PILLOLE DI COACHING


Cosa vuole il mio cliente? Quanto sei autentico con lui?  
L’autenticità è dire al cliente cosa si prova a stare accanto a lui, in modo da acquisire autorevolezza e il massimo impegno nel compiere le azioni. Mi capita di incontrare coach che si vogliono dimostrare intelligenti con il cliente, esporre le loro idee e progetti in maniera impeccabile e poi alla fine la risposta è: “Mi ci faccia pensare, il progetto è interessante, ma adesso sono preso da troppi impegni!”. In una parola hai perso la vendita! 

 Può capitare una risposta del genere, e dio solo sa quante ne esistono! Di solito il cliente difficilmente agisce in maniera razionale…è più un istinto di pancia sul sapersi o no fidare di chi ha di fronte. Quando si agisce in maniera costruita il cliente se ne accorge…siate semplici! A volte i clienti trattano quello che fate con poca importanza, come un qualcosa di insignificante…siate semplici e cercate di far capire a colui che vi sta davanti che siete lo specchio di ciò che non sta andando per il verso sperato. Tenere le distanze in una fase di acquisto è un classico del cliente….gli piace creare resistenze! Importante perchè non succeda questo è informarsi prima di tutto su ciò che si vuole ottenere in termini di obiettivi da entrambe le parti in modo da capire tutte le esigenze da parte del cliente e tutte le offerte da parte del venditore. Cercate di capire in maniera minuziosa il canale di acquisto del cliente….e lui che risolverà le vostre obiezioni! Il cliente vuole essere corteggiato…vuole che create in lui fiducia…cercate di creare immediatamente dei pre-accordi iniziali….ovvero “qualsiasi sia la sua decisione mi faccia sapere se è d’accordo oppure no in maniera da non perdere il suo e il mio tempo! Ok?”. Le paure e i dubbi del cliente sono espressi in maniera indiretta….la loro più grande paura è di essere giudicati come ignoranti e/o incompetenti. Mi capita di incontrare titolari di azienda a cui è impossibile sbagliare…anche quando le cose non vanno per il verso giusto….la colpa è sempre dell’esterno o peggio dei loro collaboratori!  

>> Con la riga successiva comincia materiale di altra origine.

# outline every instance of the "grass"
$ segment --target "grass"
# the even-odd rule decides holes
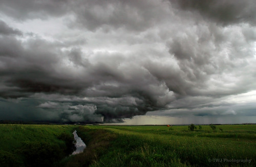
[[[0,160],[8,166],[40,166],[28,163],[27,155],[45,166],[47,161],[52,166],[76,167],[256,166],[256,126],[216,126],[216,131],[209,126],[197,127],[190,131],[188,126],[1,124]],[[82,153],[63,159],[65,142],[59,136],[75,128],[87,147]],[[48,154],[41,151],[35,157],[38,150]]]
[[[72,151],[68,142],[73,141],[74,128],[70,126],[0,124],[0,166],[54,165]]]
[[[100,126],[80,128],[87,132],[80,131],[80,134],[83,139],[82,134],[93,136],[88,132],[100,130],[113,136],[105,145],[108,149],[104,154],[99,156],[98,151],[93,152],[97,156],[91,166],[255,166],[256,126],[217,126],[216,131],[208,126],[202,127],[191,132],[187,126],[169,130],[166,126]],[[97,140],[94,142],[104,140]],[[251,161],[217,162],[216,159]]]

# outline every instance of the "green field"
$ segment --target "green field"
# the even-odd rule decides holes
[[[0,125],[0,151],[22,153],[15,150],[35,139],[59,145],[60,150],[65,142],[58,136],[75,129],[87,148],[82,153],[55,159],[53,166],[256,166],[255,125],[216,126],[216,130],[197,127],[190,131],[188,126]],[[22,161],[24,155],[19,156]]]
[[[55,165],[73,151],[74,126],[0,124],[0,166]]]

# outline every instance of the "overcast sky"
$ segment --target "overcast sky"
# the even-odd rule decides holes
[[[256,123],[255,0],[0,0],[0,120]]]

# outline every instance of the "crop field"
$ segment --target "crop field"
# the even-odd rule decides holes
[[[190,131],[187,126],[2,124],[0,160],[13,159],[16,164],[32,166],[40,162],[40,157],[45,161],[49,157],[44,157],[46,155],[42,152],[35,157],[37,161],[32,163],[27,162],[29,157],[23,154],[35,150],[33,147],[36,145],[37,150],[43,146],[50,149],[48,154],[55,155],[56,150],[61,154],[68,146],[65,146],[64,137],[61,139],[59,136],[61,134],[72,135],[76,129],[87,145],[84,152],[69,156],[64,154],[51,159],[48,166],[256,166],[256,126],[215,126],[215,129],[209,125],[196,127]],[[41,143],[45,145],[39,144]],[[58,149],[52,150],[51,145]],[[35,156],[32,153],[30,156]]]
[[[74,127],[0,124],[0,166],[53,166],[74,150]]]

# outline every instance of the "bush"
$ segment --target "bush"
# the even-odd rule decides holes
[[[194,131],[196,129],[197,127],[193,123],[191,123],[191,124],[188,126],[188,130],[190,131]]]

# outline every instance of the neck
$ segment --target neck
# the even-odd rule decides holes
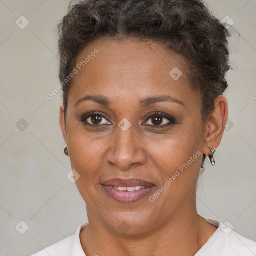
[[[198,214],[196,208],[179,211],[154,229],[136,235],[114,232],[89,208],[88,215],[90,225],[80,234],[86,256],[192,256],[216,230]]]

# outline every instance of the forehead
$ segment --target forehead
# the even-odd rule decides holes
[[[153,42],[102,38],[84,49],[74,68],[72,100],[93,94],[124,100],[158,94],[180,98],[193,92],[186,60]]]

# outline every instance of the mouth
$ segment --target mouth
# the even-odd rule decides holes
[[[119,202],[134,202],[144,198],[154,189],[151,182],[138,179],[116,178],[102,184],[106,194]]]

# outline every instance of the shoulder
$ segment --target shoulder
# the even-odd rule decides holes
[[[73,236],[43,249],[32,256],[85,256],[80,241],[80,232],[88,224],[88,222],[82,224],[78,227],[76,234]]]
[[[224,236],[226,244],[232,249],[228,255],[254,255],[256,254],[256,242],[232,231]],[[232,254],[232,252],[233,254]]]
[[[256,242],[218,220],[206,220],[218,230],[195,256],[250,256],[256,254]]]
[[[32,256],[68,256],[71,255],[71,244],[74,236],[62,240]]]

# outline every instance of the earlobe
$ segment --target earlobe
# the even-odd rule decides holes
[[[207,121],[204,148],[204,153],[206,156],[212,154],[211,149],[216,148],[220,146],[228,115],[228,100],[224,96],[219,96],[215,101],[214,110]]]
[[[62,128],[63,137],[66,143],[66,131],[65,123],[65,117],[64,115],[64,106],[63,105],[60,106],[60,125]]]

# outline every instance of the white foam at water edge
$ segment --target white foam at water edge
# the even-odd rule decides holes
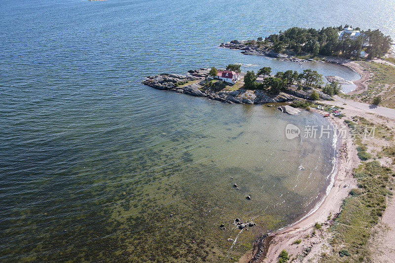
[[[338,160],[336,158],[336,150],[337,150],[336,144],[337,143],[337,135],[336,134],[336,128],[335,127],[335,126],[333,125],[333,123],[332,123],[332,122],[330,121],[330,120],[329,120],[329,121],[330,124],[332,125],[332,127],[333,128],[333,130],[335,131],[334,132],[334,134],[333,134],[333,140],[332,142],[332,145],[333,147],[333,155],[332,157],[332,162],[333,163],[333,167],[332,168],[332,171],[331,171],[331,172],[329,173],[329,175],[328,175],[328,176],[326,177],[327,179],[328,179],[328,177],[330,179],[330,183],[328,185],[328,187],[326,188],[326,189],[325,190],[325,195],[322,197],[322,199],[319,201],[319,202],[317,202],[314,206],[314,207],[311,210],[310,210],[310,211],[309,213],[306,214],[302,218],[301,218],[300,219],[299,219],[295,223],[288,225],[286,225],[282,228],[281,228],[276,230],[276,231],[280,231],[284,228],[289,227],[289,226],[291,226],[294,225],[296,225],[297,224],[300,222],[307,217],[309,217],[310,215],[313,214],[314,212],[317,211],[318,209],[319,208],[319,207],[321,206],[321,205],[322,204],[324,200],[325,200],[325,198],[326,198],[326,196],[327,196],[328,194],[329,194],[329,192],[330,192],[330,190],[332,189],[332,188],[333,187],[333,184],[335,183],[335,176],[336,175],[336,173],[337,172]],[[271,233],[268,233],[268,234],[270,235]]]

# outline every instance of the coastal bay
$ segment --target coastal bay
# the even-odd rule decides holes
[[[0,261],[7,262],[244,259],[263,235],[309,213],[331,184],[332,135],[289,140],[286,125],[330,123],[322,112],[291,115],[262,101],[187,96],[200,95],[193,86],[185,91],[197,84],[190,80],[169,89],[182,88],[174,92],[141,82],[231,63],[243,73],[312,69],[355,80],[357,72],[334,63],[246,56],[217,46],[294,25],[350,23],[349,8],[358,4],[378,11],[369,19],[355,13],[353,23],[395,34],[393,5],[378,8],[371,1],[338,10],[328,10],[333,3],[252,0],[225,7],[185,0],[2,3]],[[328,103],[341,107],[339,101]],[[337,205],[343,195],[336,196]],[[306,229],[312,219],[327,217],[318,213],[303,221]],[[274,261],[281,246],[271,249]]]

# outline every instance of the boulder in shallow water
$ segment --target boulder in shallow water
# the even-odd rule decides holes
[[[204,93],[202,92],[199,88],[200,86],[197,84],[191,84],[185,86],[184,88],[184,93],[191,94],[193,96],[204,96]]]

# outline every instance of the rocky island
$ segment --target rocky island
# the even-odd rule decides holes
[[[163,73],[149,76],[142,81],[147,86],[162,90],[202,97],[228,103],[263,104],[282,103],[301,99],[312,100],[312,93],[316,91],[323,100],[333,100],[329,96],[316,89],[303,90],[296,85],[290,85],[278,94],[273,94],[259,89],[245,88],[243,77],[234,84],[220,79],[213,79],[209,68],[190,70],[185,75]]]

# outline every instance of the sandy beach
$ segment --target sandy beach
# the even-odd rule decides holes
[[[330,102],[326,103],[331,104]],[[392,129],[395,129],[394,117],[366,112],[347,104],[342,104],[342,106],[345,108],[342,112],[347,116],[362,116],[375,123],[385,124]],[[312,111],[321,114],[323,113],[316,109]],[[331,122],[338,128],[345,127],[344,119],[332,116],[330,118]],[[380,151],[383,146],[390,146],[392,143],[392,142],[388,142],[380,139],[376,141],[374,143],[377,144],[377,149],[371,149],[372,151]],[[254,249],[246,253],[239,262],[277,262],[278,255],[283,249],[288,252],[290,259],[297,255],[303,255],[302,259],[296,258],[293,262],[316,262],[322,252],[329,252],[327,251],[330,246],[328,242],[331,233],[326,230],[333,224],[334,219],[340,212],[343,200],[347,197],[351,189],[356,187],[356,181],[353,178],[352,173],[353,169],[360,163],[357,155],[356,146],[349,131],[348,130],[346,136],[338,138],[338,143],[340,147],[337,155],[337,173],[334,178],[333,187],[319,207],[303,220],[271,234],[266,238],[265,242],[255,244]],[[391,165],[391,159],[387,160],[386,158],[380,159],[382,164],[387,165]],[[380,259],[379,262],[391,262],[388,261],[389,259],[395,258],[395,251],[391,241],[395,236],[395,224],[392,220],[394,217],[395,202],[389,202],[382,222],[375,227],[375,233],[372,237],[373,241],[375,238],[382,240],[381,242],[375,242],[377,244],[376,254],[377,258]],[[315,228],[316,223],[322,225],[320,229]],[[294,242],[298,239],[303,241],[300,244],[295,244]],[[260,251],[258,251],[258,250]],[[255,257],[254,257],[253,255]]]

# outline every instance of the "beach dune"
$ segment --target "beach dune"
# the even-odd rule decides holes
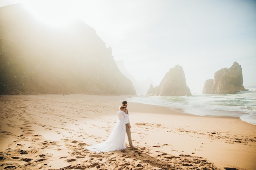
[[[129,102],[128,96],[0,96],[0,169],[256,170],[256,126]],[[128,102],[135,148],[96,154]]]

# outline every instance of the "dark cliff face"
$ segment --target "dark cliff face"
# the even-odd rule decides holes
[[[159,86],[155,88],[151,85],[147,94],[160,96],[192,95],[186,85],[182,67],[176,65],[166,73]]]
[[[53,29],[20,4],[0,8],[0,94],[135,95],[111,48],[82,21]]]
[[[222,68],[216,72],[213,81],[206,81],[203,93],[235,94],[247,90],[243,86],[243,83],[242,67],[237,62],[234,62],[230,68]]]

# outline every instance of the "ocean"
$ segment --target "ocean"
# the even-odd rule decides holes
[[[138,96],[127,102],[168,107],[201,116],[238,117],[256,125],[256,86],[235,94],[208,95],[191,91],[193,96]]]

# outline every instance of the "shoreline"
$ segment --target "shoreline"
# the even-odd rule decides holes
[[[211,169],[207,165],[216,169],[255,169],[255,125],[238,117],[202,116],[168,107],[130,102],[130,97],[79,94],[0,96],[0,150],[3,157],[0,161],[4,165],[3,167],[9,165],[24,169],[27,165],[27,169],[32,170],[38,166],[49,170],[68,166],[93,169],[90,166],[97,164],[103,169],[114,169],[138,167],[139,163],[141,167],[149,169],[168,166]],[[115,125],[117,108],[126,99],[136,149],[128,148],[92,157],[94,153],[85,147],[107,138]],[[21,154],[21,150],[27,153]],[[113,156],[115,162],[110,159]],[[189,166],[185,165],[187,161],[191,162],[186,163]],[[126,164],[121,167],[120,163]]]

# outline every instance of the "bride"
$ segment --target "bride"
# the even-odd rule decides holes
[[[99,153],[120,150],[126,148],[125,141],[125,120],[128,116],[124,111],[126,106],[123,105],[119,107],[117,112],[117,121],[108,139],[99,144],[95,144],[87,148],[91,151]]]

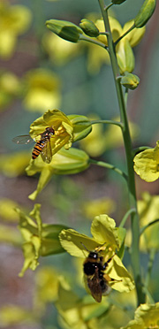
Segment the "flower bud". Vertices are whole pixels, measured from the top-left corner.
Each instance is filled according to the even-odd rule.
[[[134,19],[134,27],[142,27],[147,24],[148,20],[151,18],[155,9],[156,0],[145,0],[138,15]]]
[[[127,39],[124,39],[120,42],[117,57],[121,74],[125,73],[125,72],[132,73],[133,71],[135,59],[132,49]]]
[[[123,4],[125,1],[126,1],[126,0],[111,0],[111,3],[112,3],[113,4]]]
[[[47,27],[62,39],[78,42],[80,34],[83,34],[80,27],[66,20],[49,19],[46,21]]]
[[[85,116],[72,114],[67,118],[71,121],[73,127],[73,142],[80,141],[87,136],[92,131],[91,121]]]
[[[95,37],[99,35],[99,30],[92,20],[83,19],[81,23],[80,23],[80,27],[87,35]]]
[[[127,73],[121,79],[121,84],[129,89],[135,89],[140,83],[140,78],[132,73]]]

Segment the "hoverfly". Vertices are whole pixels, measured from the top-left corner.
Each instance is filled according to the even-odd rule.
[[[104,273],[113,256],[107,262],[103,263],[103,257],[99,256],[98,249],[96,251],[89,251],[89,255],[83,264],[83,271],[87,287],[92,296],[98,302],[101,302],[102,295],[106,295],[110,292],[111,287],[109,282],[115,280]]]
[[[42,158],[47,164],[49,164],[52,159],[52,149],[50,145],[50,138],[55,134],[55,130],[53,127],[47,127],[45,131],[41,134],[40,141],[36,142],[34,148],[32,151],[32,158],[34,160],[40,154]],[[28,144],[34,140],[29,134],[24,134],[20,136],[14,137],[12,142],[17,144]]]

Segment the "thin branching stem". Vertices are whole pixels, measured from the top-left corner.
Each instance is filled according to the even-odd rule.
[[[116,86],[117,96],[118,101],[119,111],[120,111],[120,120],[124,126],[122,129],[123,139],[125,143],[126,164],[127,164],[127,176],[128,176],[128,195],[129,195],[129,203],[130,209],[134,208],[136,211],[131,214],[131,223],[132,223],[132,242],[131,248],[131,259],[132,265],[134,275],[134,281],[136,286],[138,305],[145,302],[145,293],[143,292],[143,286],[141,282],[141,271],[140,271],[140,260],[139,252],[139,238],[140,238],[140,225],[139,225],[139,214],[137,211],[137,199],[136,199],[136,189],[135,189],[135,180],[134,180],[134,171],[133,171],[133,157],[132,157],[132,146],[130,135],[130,129],[125,108],[125,97],[123,95],[122,87],[120,84],[120,80],[117,77],[120,75],[115,44],[113,42],[111,30],[110,27],[110,21],[108,17],[108,11],[105,10],[104,0],[98,0],[101,8],[102,15],[104,21],[105,30],[109,32],[107,36],[109,54],[110,57],[114,81]]]

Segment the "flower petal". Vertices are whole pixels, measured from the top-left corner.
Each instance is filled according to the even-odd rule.
[[[155,149],[145,149],[143,152],[137,154],[133,159],[134,171],[140,177],[151,182],[159,178],[158,163],[155,159]]]

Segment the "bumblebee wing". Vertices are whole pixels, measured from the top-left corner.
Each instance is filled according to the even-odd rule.
[[[16,144],[28,144],[29,142],[34,142],[34,140],[30,137],[30,134],[23,134],[14,137],[12,142]]]
[[[50,146],[50,141],[47,141],[46,144],[42,149],[41,152],[42,158],[46,164],[49,164],[52,160],[52,150]]]
[[[95,273],[93,277],[87,278],[87,287],[94,299],[96,302],[101,302],[102,296],[102,291],[100,286],[100,279],[98,278],[97,273]]]

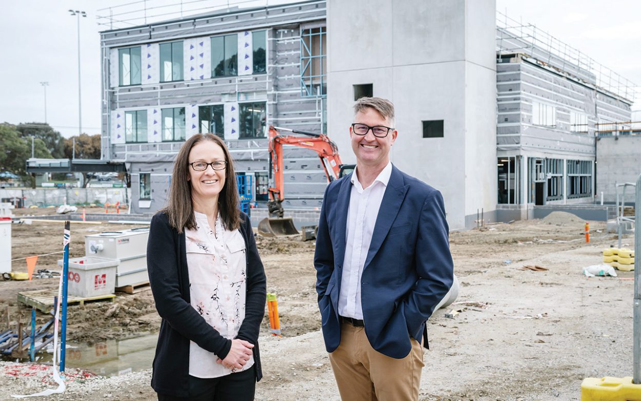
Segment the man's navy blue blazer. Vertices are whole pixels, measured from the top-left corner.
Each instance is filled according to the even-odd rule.
[[[338,294],[345,258],[351,174],[325,191],[316,239],[316,291],[325,347],[340,343]],[[454,266],[440,192],[392,167],[361,278],[365,331],[372,346],[393,358],[419,343],[426,321],[452,286]]]

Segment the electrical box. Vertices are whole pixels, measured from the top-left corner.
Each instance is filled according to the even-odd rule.
[[[149,280],[147,273],[149,235],[149,227],[142,227],[85,235],[85,254],[118,261],[116,287],[140,284]]]

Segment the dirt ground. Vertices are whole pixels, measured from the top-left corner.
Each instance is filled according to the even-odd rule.
[[[578,400],[585,377],[631,375],[633,272],[583,275],[583,268],[600,264],[601,250],[616,244],[605,223],[596,221],[590,222],[591,241],[585,243],[584,224],[557,212],[542,220],[451,233],[460,294],[455,304],[436,311],[428,322],[430,349],[424,354],[420,400]],[[72,223],[71,254],[83,255],[84,235],[134,226]],[[60,250],[62,229],[60,223],[13,225],[12,257]],[[268,291],[278,294],[283,336],[269,334],[266,317],[260,338],[265,377],[256,400],[339,400],[319,330],[313,243],[260,237],[257,241]],[[631,236],[623,243],[634,246]],[[43,257],[37,269],[57,269],[61,257]],[[13,268],[26,271],[24,261]],[[56,286],[53,278],[0,282],[0,315],[9,305],[12,320],[26,321],[29,309],[18,304],[16,294]],[[40,314],[38,319],[47,317]],[[151,291],[119,294],[113,303],[70,307],[69,321],[69,341],[90,343],[153,333],[160,324]],[[0,362],[0,400],[47,387],[44,373],[28,375],[26,369]],[[155,400],[150,377],[149,369],[110,378],[73,370],[67,391],[49,398]]]

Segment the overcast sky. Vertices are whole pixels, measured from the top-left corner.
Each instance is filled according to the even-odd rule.
[[[229,3],[238,3],[230,0]],[[283,0],[244,1],[243,6],[275,4]],[[347,1],[347,0],[345,0]],[[349,0],[354,1],[354,0]],[[449,0],[442,0],[447,1]],[[472,1],[474,0],[468,0]],[[191,2],[192,4],[190,4]],[[134,3],[130,6],[118,6]],[[101,126],[100,36],[108,29],[99,26],[97,15],[140,10],[146,3],[147,16],[174,13],[179,17],[180,3],[185,15],[197,6],[226,6],[226,0],[21,0],[2,2],[0,40],[0,122],[13,124],[45,119],[44,87],[47,81],[47,122],[65,137],[78,133],[78,20],[69,10],[81,10],[80,56],[83,132],[99,133]],[[604,6],[606,4],[607,6]],[[168,6],[171,4],[171,7]],[[512,18],[531,22],[560,40],[585,53],[595,61],[641,85],[641,1],[634,0],[497,0],[497,10]],[[117,18],[140,17],[142,12]],[[100,20],[104,21],[104,20]],[[121,23],[117,27],[144,20]],[[149,22],[149,21],[147,22]],[[124,24],[124,25],[123,25]],[[641,90],[637,87],[637,103]],[[641,108],[638,105],[633,109]],[[641,117],[641,116],[640,116]]]

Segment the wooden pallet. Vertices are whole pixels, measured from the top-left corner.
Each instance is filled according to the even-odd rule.
[[[18,293],[18,302],[33,307],[45,313],[48,313],[53,309],[54,298],[56,296],[58,296],[58,289],[55,288],[24,291]],[[115,297],[115,294],[106,294],[96,296],[78,296],[76,295],[67,294],[67,304],[79,304],[80,306],[83,306],[85,302],[94,301],[113,302],[113,298]]]
[[[151,289],[151,287],[149,286],[149,282],[148,281],[136,283],[135,284],[131,284],[131,286],[116,287],[117,291],[126,293],[128,294],[137,294],[138,293],[146,291],[148,289]]]

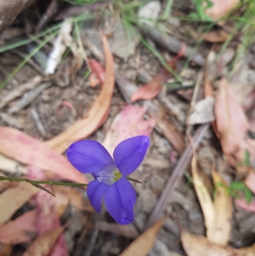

Mettiamo il caso che avete il contratto firmato. L’atteggiamento errato è quando un cliente è d’accordo nel fare un percorso di coaching e poi è lui il primo a non rispettare i tempi e metodi che lui stesso ha accordato o peggio è il coach a non stabilire a monte delle regole. Fare business coaching senza l’impartizione delle regole alimenta nel coachee una lenta caduta al non ottenimento dei risultati prefissati! Ecco perché un bravo business coach deve non fare solo corsi, ma allenare periodicamente il cliente sul raggiungimento degli obiettivi grazie a delle nuove abitudini e azioni in training on the job. Importante è strutturare la formazione direttamente sulla realtà del coachee (il luogo fisico dove ha il business/azienda) sia dal punto di vista personale che sullo studio di ogni singola variabile che interviene nel suo business…come il fatturato, il tipo di clientela, la spesa media, la frequenze d’acquisto, i margini e ricarichi commerciali, etc………con pazienza e con il linguaggio mentale del coachee…..un allenamento verso credenze potenzianti, un rafforzamento dei propri valori….una trasparente vision….sviluppate e allenate periodicamente una nuova abitudine nel vostro caro coachee, in modo da rendere le sue performance ottimizzate al massimo!